Does Lindsey Graham truly believe that his highest calling as a senator is to work with the likes of Ted Kennedy? Apparently so, judging by the South Carolinian's statement on this morning's "Today." Meredith Vieira interviewed Graham, a staunch supporter of the president's immigration plan, during the show's first half-hour.
TODAY CO-HOST MEREDITH VIEIRA: When you went home recently you were at a GOP meeting and you got booed over immigration. There are a lot of people in a lot of states -- conservatives -- who think this bill is bad and they see this as a litmus test.
SEN. LINDSEY GRAHAM [R-S.C.]: Well here's what I believe. This is a bill that's a million per cent better than the current system. I mentioned working with Ted Kennedy and I got booed. The lady in your piece earlier said no compromise. I'm a Republican conservative who believes my country is at risk by not solving immigration. I'm a member of the United States Senate who believes it's my job to work with Democrats to do hard things. This is no longer about immigration. Can your Congress, can your Senate, come together to do things that one party can't do itself? I think the answer is yes.

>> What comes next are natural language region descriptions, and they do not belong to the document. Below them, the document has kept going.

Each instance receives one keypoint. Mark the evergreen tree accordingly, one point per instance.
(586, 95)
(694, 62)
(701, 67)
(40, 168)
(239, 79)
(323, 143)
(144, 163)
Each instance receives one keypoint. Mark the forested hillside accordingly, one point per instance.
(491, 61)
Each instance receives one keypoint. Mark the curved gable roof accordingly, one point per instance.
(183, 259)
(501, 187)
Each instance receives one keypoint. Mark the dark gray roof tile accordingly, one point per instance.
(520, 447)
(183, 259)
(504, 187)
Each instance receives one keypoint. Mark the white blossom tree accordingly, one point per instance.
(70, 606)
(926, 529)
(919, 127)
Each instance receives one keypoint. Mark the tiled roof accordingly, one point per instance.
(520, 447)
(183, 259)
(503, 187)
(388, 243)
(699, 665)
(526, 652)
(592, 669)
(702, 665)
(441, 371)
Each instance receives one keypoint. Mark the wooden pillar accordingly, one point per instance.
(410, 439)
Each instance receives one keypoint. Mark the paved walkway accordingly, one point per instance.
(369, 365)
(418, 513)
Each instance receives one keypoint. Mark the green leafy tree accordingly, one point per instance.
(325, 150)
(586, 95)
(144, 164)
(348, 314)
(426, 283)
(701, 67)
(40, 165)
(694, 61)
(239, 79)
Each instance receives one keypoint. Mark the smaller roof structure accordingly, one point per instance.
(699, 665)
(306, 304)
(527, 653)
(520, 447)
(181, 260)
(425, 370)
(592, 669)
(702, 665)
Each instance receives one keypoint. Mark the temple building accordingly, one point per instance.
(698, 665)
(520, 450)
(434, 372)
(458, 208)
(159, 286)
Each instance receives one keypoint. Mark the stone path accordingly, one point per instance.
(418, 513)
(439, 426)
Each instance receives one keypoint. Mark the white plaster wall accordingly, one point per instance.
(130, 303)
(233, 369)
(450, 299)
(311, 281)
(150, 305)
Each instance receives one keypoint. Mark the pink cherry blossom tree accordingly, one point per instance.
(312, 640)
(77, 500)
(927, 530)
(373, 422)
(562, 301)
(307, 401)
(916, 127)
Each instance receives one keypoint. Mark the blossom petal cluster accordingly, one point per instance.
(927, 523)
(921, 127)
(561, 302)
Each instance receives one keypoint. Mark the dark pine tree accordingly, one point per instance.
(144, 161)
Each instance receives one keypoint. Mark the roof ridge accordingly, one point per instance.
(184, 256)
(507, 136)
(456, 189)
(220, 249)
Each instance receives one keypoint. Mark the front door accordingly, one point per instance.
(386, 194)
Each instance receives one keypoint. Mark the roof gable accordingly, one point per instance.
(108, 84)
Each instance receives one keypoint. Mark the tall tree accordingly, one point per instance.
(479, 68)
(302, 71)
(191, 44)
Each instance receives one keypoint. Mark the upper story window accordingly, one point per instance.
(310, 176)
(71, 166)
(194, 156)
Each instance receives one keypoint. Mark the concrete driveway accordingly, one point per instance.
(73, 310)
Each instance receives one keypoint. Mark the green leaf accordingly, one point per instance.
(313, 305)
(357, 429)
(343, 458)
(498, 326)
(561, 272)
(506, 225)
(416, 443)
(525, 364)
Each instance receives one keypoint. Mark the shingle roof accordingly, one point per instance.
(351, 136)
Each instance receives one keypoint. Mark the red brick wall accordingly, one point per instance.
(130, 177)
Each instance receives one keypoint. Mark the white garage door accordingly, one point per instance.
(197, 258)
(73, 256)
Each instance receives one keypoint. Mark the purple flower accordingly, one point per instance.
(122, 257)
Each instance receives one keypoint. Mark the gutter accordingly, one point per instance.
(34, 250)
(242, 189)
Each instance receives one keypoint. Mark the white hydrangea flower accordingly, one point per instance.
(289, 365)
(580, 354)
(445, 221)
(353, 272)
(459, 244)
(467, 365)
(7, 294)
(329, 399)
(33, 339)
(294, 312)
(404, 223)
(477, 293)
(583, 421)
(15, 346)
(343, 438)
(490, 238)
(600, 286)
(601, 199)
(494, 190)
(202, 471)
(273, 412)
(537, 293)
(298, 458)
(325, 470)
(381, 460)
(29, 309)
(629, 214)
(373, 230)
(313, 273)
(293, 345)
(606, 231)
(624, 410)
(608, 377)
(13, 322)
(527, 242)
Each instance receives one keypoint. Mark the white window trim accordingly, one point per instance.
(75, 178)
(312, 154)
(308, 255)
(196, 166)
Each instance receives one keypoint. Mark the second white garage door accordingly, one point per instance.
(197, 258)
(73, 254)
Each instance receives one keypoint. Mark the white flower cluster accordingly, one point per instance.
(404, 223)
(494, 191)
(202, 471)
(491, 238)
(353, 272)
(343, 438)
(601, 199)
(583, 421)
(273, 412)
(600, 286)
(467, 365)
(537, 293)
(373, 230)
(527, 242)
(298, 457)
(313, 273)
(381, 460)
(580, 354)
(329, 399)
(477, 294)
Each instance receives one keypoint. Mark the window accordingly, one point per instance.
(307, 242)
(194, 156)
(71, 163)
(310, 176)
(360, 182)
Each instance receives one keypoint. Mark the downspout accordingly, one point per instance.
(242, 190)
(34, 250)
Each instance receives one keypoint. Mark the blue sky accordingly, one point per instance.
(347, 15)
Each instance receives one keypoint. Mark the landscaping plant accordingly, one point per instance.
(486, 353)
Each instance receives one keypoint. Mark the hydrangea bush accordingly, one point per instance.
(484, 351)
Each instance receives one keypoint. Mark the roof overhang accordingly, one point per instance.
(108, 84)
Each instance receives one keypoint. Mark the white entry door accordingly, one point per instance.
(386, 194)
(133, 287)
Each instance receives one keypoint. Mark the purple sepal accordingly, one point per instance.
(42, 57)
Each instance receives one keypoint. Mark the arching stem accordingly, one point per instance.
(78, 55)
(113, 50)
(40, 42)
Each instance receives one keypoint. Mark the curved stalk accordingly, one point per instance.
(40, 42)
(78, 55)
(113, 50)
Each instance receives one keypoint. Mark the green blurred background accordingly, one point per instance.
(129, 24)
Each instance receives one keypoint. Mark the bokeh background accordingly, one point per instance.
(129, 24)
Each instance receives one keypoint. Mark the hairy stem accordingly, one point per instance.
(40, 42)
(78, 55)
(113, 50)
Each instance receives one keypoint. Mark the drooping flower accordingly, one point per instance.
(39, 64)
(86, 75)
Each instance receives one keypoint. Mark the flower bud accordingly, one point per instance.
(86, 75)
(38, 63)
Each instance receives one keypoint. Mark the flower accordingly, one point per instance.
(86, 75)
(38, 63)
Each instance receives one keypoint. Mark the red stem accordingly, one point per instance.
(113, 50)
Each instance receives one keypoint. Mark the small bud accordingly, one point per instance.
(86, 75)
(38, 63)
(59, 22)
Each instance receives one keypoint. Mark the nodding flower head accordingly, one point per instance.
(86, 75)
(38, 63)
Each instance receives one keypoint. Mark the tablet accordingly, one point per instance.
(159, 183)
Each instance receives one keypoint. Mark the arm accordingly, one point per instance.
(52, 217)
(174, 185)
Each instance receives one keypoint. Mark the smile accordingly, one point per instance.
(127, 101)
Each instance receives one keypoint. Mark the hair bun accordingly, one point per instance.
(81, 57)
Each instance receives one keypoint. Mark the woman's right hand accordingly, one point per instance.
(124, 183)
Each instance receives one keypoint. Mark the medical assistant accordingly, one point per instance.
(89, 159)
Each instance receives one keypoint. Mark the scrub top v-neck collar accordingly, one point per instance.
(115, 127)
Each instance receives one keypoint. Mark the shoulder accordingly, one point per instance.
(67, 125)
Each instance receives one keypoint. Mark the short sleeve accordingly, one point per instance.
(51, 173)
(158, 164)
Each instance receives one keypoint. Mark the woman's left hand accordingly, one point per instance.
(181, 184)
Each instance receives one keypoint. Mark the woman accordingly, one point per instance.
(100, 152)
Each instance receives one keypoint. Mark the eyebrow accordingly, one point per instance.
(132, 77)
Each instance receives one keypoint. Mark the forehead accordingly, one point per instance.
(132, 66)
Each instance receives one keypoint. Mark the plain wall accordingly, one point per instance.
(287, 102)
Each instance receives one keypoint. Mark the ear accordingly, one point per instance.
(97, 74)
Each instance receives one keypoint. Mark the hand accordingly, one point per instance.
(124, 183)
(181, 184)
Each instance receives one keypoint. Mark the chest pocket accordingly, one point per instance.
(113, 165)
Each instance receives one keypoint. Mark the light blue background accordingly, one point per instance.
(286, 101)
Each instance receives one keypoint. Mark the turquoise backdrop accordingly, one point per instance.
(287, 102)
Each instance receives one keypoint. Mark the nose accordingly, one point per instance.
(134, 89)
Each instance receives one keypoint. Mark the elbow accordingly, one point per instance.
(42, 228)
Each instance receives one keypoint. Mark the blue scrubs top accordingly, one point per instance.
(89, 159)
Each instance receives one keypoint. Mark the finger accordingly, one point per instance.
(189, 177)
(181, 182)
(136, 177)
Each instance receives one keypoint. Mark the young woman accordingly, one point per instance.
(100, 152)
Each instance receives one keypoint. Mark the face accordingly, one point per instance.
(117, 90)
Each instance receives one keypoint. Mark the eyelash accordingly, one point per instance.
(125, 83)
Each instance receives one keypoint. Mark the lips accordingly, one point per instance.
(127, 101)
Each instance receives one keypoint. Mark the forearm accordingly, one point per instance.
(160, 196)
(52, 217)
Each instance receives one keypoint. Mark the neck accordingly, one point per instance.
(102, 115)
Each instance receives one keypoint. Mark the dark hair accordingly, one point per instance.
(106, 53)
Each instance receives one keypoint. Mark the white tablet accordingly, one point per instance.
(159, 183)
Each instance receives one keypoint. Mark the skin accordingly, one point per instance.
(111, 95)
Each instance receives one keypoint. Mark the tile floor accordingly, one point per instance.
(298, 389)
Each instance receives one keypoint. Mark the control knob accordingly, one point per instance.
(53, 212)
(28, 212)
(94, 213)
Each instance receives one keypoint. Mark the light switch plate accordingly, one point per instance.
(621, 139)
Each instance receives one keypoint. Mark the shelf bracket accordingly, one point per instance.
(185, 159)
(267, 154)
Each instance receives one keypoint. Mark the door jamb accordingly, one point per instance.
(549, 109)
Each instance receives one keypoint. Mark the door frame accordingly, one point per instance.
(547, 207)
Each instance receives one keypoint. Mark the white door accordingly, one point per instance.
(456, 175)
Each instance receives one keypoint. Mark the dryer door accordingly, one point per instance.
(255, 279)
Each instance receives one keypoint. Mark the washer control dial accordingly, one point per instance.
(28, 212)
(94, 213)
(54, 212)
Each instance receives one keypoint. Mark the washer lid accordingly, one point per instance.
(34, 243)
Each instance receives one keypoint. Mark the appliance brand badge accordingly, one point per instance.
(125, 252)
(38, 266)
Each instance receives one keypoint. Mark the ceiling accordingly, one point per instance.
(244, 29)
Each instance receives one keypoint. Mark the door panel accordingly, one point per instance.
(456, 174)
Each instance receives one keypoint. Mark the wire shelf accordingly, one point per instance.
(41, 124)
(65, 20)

Graham's statement is a perfect illustration of why so few senators ever get elected president. They become infatuated with process, with working with "my friend, the distinguished senator from the great state of" blah, blah, blah. Of course there are times when compromise is required. But, above all, senators are sent to Washington not to work with the other side but to fight for their principles. This is not a case of working with Ted Kennedy to do a "hard" thing -- it's working with him to do a bad thing.